Fed Chair Paints Rosy Economic Picture but Says Risks Remain

Mr. Powell said during his testimony that negative rates “would certainly not be appropriate in the current environment” because the United States economy “is in a strong position.”

While Mr. Trump has pointed at the Fed for any lackluster economic or stock market performance, Mr. Powell suggested a different culprit — the president’s own trade war.

A slowdown in gross domestic product growth in the third quarter partly reflected an autoworker strike but “also reflects weakness in business investment, which is being restrained by sluggish growth abroad and trade developments,” Mr. Powell noted.

While the Fed does not play a role in setting trade policy, “this is one of those things that we called out as something we are aware of — and something that is weighing on business sentiment and ultimately the economy,” he later added.

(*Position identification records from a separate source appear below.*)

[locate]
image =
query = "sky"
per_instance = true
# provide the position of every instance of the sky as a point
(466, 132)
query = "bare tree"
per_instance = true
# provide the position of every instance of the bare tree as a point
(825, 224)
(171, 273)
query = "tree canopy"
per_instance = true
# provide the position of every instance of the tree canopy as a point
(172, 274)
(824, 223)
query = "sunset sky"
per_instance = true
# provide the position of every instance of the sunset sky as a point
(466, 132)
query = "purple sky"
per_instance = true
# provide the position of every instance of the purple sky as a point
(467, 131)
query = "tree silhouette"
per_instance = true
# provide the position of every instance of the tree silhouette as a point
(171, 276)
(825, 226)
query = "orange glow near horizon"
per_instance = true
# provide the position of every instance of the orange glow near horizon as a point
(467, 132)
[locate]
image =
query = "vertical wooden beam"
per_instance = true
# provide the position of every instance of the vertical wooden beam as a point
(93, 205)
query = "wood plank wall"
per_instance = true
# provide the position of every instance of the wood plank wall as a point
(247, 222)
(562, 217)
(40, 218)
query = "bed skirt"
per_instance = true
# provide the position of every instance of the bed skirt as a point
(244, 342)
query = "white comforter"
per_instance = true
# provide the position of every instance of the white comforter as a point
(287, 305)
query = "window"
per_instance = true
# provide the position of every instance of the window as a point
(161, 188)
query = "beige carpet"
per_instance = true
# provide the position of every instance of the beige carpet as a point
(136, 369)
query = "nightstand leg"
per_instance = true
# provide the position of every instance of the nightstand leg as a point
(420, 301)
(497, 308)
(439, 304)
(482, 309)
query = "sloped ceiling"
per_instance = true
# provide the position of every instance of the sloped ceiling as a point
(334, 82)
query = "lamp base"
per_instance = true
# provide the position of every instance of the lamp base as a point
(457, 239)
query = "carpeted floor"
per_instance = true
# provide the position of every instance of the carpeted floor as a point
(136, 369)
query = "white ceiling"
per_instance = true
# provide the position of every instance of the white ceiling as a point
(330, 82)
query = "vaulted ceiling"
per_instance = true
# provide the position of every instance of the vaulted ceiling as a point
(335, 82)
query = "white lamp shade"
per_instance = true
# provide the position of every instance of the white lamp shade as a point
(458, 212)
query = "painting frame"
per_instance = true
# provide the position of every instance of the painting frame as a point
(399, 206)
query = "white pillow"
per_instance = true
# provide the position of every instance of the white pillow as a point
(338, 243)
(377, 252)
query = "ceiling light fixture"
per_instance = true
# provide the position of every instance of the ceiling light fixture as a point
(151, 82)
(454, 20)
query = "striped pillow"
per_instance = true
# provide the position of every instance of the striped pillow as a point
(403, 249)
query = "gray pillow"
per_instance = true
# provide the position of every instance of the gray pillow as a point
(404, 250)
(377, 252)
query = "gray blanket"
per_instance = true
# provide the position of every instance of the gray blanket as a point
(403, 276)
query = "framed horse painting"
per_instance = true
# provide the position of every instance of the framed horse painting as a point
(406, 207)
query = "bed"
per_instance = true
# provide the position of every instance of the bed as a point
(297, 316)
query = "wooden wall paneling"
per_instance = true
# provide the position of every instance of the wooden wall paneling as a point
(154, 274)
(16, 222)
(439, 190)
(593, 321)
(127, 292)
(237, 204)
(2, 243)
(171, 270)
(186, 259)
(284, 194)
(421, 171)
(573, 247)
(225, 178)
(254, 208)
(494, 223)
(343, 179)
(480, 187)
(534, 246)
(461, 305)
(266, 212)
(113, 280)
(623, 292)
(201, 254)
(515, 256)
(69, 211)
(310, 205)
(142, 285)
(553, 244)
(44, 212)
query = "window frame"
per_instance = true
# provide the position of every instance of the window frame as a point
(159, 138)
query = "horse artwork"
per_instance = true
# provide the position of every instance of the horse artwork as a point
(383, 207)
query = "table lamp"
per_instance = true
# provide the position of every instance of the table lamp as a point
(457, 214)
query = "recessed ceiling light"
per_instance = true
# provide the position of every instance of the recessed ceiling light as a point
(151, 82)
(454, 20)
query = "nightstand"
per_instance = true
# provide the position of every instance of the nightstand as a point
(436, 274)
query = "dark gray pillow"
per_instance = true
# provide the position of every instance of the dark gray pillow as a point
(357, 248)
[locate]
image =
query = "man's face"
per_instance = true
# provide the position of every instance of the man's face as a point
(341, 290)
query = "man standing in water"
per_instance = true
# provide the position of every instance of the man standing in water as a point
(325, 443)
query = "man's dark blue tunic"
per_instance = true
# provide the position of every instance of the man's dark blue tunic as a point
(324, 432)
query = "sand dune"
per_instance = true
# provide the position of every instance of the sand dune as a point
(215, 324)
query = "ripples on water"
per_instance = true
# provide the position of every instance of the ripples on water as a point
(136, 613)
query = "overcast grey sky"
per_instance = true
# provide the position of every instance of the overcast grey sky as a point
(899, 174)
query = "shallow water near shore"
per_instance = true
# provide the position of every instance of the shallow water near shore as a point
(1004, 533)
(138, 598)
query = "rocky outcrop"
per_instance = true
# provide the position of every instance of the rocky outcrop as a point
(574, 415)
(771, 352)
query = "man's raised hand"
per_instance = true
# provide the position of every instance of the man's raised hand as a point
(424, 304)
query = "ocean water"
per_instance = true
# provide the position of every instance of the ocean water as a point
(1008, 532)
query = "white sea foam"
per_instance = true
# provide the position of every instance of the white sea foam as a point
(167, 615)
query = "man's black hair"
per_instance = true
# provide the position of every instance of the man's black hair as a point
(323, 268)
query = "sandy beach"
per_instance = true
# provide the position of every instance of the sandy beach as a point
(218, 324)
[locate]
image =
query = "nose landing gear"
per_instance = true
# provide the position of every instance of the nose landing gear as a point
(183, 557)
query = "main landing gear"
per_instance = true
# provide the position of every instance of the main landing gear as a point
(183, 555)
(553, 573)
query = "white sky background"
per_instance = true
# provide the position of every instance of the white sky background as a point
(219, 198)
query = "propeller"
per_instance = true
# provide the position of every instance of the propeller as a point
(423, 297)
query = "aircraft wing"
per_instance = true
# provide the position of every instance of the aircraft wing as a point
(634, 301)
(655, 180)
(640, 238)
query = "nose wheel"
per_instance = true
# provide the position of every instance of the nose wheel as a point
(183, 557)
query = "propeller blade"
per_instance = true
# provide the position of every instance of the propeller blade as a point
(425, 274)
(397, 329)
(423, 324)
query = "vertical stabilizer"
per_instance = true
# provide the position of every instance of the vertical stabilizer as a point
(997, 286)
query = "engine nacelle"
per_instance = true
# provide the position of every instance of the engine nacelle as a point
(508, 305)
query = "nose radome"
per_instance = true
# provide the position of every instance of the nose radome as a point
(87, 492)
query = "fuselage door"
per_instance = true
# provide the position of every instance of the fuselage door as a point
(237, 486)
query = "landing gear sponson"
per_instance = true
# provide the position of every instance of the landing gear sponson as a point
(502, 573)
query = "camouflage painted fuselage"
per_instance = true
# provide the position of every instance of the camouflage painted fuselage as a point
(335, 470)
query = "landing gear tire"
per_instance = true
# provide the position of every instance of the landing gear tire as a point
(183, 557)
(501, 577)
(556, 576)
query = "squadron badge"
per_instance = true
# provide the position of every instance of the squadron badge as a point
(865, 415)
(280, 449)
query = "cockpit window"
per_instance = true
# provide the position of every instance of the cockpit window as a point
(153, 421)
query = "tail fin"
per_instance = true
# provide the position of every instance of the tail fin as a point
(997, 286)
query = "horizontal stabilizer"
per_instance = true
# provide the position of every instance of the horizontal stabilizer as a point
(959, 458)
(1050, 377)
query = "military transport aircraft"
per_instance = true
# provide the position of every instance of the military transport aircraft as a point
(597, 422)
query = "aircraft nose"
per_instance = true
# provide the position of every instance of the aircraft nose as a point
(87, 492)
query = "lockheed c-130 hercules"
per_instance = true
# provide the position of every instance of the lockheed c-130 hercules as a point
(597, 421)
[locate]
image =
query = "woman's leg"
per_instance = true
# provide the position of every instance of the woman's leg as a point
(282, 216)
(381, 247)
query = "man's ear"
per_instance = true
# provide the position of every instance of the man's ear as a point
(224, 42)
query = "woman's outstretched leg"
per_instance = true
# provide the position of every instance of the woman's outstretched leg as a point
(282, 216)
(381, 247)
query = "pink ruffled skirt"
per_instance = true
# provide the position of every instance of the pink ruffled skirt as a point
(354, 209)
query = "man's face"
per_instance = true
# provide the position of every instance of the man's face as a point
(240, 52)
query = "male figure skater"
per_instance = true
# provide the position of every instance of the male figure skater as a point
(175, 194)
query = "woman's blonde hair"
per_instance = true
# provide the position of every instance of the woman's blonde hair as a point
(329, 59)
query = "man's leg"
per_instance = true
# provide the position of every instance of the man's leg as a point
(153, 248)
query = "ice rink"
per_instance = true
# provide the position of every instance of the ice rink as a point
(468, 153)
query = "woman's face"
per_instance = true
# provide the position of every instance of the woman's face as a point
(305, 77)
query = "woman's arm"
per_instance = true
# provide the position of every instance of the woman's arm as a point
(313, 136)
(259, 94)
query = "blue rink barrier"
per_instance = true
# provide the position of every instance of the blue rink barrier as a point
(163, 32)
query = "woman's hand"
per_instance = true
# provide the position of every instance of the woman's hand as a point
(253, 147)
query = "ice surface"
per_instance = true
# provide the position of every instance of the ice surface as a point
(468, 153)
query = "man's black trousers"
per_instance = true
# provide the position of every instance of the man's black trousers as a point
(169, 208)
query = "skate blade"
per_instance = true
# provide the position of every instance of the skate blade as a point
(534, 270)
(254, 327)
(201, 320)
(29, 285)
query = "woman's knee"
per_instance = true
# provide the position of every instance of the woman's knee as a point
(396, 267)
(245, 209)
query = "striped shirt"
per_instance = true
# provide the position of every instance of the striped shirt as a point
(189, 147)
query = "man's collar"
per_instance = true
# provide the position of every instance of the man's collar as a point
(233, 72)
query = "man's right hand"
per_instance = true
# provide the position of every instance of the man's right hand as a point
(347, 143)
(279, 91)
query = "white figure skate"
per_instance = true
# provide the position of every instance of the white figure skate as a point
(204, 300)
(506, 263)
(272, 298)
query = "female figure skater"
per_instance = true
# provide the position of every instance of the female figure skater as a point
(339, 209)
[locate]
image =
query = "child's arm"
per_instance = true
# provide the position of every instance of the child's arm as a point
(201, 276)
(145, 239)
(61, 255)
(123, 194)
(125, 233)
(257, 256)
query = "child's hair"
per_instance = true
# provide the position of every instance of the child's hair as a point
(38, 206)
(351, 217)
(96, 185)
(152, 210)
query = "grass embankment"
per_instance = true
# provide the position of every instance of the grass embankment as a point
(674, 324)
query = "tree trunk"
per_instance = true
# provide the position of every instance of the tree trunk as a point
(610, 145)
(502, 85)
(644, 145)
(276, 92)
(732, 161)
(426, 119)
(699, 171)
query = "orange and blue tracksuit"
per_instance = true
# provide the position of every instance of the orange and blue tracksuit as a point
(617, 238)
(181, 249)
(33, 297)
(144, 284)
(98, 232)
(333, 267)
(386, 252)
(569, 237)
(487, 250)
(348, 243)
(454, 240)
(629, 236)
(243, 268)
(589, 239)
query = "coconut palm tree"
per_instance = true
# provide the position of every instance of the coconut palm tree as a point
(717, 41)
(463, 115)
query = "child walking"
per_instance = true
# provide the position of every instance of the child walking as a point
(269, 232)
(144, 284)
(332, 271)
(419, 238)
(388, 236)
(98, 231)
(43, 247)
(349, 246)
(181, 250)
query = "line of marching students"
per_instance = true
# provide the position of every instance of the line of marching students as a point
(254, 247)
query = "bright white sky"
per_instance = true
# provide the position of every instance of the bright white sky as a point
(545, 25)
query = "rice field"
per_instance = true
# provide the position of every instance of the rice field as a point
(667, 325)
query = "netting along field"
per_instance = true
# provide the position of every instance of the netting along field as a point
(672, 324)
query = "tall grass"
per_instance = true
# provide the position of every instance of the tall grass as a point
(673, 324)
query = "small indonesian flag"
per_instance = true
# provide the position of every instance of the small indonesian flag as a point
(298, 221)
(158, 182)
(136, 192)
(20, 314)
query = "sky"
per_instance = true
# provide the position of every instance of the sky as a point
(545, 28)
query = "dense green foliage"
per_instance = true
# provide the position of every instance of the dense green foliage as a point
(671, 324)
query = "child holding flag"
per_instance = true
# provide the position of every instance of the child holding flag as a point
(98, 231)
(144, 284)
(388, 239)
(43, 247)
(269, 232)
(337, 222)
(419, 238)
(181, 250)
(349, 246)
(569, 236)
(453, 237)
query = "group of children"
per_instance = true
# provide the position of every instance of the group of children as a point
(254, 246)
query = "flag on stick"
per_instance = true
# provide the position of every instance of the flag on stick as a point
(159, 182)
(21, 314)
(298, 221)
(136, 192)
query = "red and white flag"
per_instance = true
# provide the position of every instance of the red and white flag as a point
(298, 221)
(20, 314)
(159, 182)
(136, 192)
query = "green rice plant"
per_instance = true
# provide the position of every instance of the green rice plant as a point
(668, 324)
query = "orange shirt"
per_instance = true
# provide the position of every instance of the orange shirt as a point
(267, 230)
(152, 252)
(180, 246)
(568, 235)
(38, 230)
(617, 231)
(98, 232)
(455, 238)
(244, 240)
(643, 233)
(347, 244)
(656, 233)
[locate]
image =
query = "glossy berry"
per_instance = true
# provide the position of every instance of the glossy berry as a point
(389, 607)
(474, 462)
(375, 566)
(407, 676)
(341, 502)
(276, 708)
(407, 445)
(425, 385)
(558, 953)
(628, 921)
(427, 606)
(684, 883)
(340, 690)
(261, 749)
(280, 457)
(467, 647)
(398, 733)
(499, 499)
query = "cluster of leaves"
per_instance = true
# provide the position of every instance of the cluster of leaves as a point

Despite those risks, the Fed chief expressed optimism about the state of the American economy, which is in the 11th year of a record-long expansion.

“The pace of job gains has eased this year but remains solid,” he said in his opening remarks. “Looking ahead, my colleagues and I see a sustained expansion of economic activity, a strong labor market and inflation near our symmetric 2 percent objective as most likely.”

Mr. Powell added that while the Fed was reviewing its recession-fighting tools, it would be important for Congress to step up come the next downturn. And he indicated that, though many in the economics profession had become more comfortable with large budget deficits, he did not rank among them.

“Putting the federal budget on a sustainable path would aid the long-term vigor of the U.S. economy and help ensure that policymakers have the space to use fiscal policy to assist in stabilizing the economy if it weakens,” he said.